No todos los días son claros, y no siempre la vida se siente amable. Hay momentos en los que las dudas pesan, el ánimo baja y todo parece avanzar con dificultad. Justo ahí es cuando más valor tiene elegir ser luz. Ser luz no significa ignorar la tristeza ni fingir que todo está bien. Significa, más bien, no dejar que la oscuridad exterior apague por completo lo que llevas dentro. Significa mantener viva la esperanza, aunque sea en una forma pequeña, silenciosa y discreta.

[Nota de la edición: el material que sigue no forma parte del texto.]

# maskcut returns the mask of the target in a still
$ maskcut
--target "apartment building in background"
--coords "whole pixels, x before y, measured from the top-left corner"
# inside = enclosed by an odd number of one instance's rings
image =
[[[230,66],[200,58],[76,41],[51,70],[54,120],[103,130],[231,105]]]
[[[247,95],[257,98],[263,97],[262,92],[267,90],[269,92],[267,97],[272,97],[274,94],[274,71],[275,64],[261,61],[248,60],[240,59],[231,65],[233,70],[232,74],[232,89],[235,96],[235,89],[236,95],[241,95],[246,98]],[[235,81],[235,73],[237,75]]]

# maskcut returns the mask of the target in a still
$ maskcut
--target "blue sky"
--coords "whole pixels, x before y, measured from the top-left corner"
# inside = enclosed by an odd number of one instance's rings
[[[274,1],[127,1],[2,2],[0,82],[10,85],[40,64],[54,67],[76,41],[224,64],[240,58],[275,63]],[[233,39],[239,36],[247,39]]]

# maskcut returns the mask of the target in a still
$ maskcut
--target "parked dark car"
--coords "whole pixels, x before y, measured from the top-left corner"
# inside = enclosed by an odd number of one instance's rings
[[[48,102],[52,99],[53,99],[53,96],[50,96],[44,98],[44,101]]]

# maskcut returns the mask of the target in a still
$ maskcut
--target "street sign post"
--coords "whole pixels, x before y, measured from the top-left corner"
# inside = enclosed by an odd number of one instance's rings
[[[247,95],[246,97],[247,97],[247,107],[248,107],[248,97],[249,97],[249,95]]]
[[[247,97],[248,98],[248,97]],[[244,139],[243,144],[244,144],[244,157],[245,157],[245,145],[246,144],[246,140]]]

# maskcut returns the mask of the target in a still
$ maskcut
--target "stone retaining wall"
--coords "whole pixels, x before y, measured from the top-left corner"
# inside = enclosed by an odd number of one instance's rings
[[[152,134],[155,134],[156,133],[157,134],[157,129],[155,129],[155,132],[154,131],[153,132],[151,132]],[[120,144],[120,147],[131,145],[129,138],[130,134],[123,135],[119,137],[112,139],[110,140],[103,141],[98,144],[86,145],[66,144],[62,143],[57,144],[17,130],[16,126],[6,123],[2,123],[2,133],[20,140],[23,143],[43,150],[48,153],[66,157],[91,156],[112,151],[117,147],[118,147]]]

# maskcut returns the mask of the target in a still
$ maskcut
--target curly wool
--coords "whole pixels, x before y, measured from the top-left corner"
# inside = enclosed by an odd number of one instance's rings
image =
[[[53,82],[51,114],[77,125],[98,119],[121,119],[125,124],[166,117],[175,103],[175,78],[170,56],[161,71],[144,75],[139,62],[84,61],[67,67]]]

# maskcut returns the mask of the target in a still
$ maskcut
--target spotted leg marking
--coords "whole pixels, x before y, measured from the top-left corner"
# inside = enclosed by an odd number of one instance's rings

A veces, la luz no se manifiesta en grandes gestos. Está en una palabra amable, en una pausa antes de responder con enojo, en seguir adelante aunque el cansancio invite a rendirse. También está en la capacidad de confiar en que una mala temporada no define toda una vida. Los días nublados pasan. Cambian. Se mueven. Y mientras tanto, tu tarea no siempre será resolverlo todo, sino permanecer de pie con dignidad, paciencia y fe.
Ser luz en días difíciles es un acto de resistencia. Es decidir no volverte frío en medio de la tristeza, no endurecerte por las heridas, no dejar que la amargura te quite sensibilidad. Es elegir seguir siendo una presencia que calma, que acompaña, que suma. Incluso cuando tú mismo necesitas consuelo, puedes conservar algo de claridad para no perderte por completo.
Hay una fuerza especial en quienes iluminan sin hacer ruido. En quienes, aun con el alma cansada, siguen ofreciendo bondad. En quienes entienden que la verdadera luz no depende de que el cielo esté despejado, sino de la decisión interna de no apagar el corazón. Porque la vida no siempre se trata de evitar las nubes, sino de aprender a caminar bajo ellas sin olvidar quién eres.
Y cuando llegue el día en que el sol vuelva a abrirse paso, notarás que la luz que sostuviste en medio de la sombra no era pequeña. Era necesaria. Era real. Y te mantuvo en pie.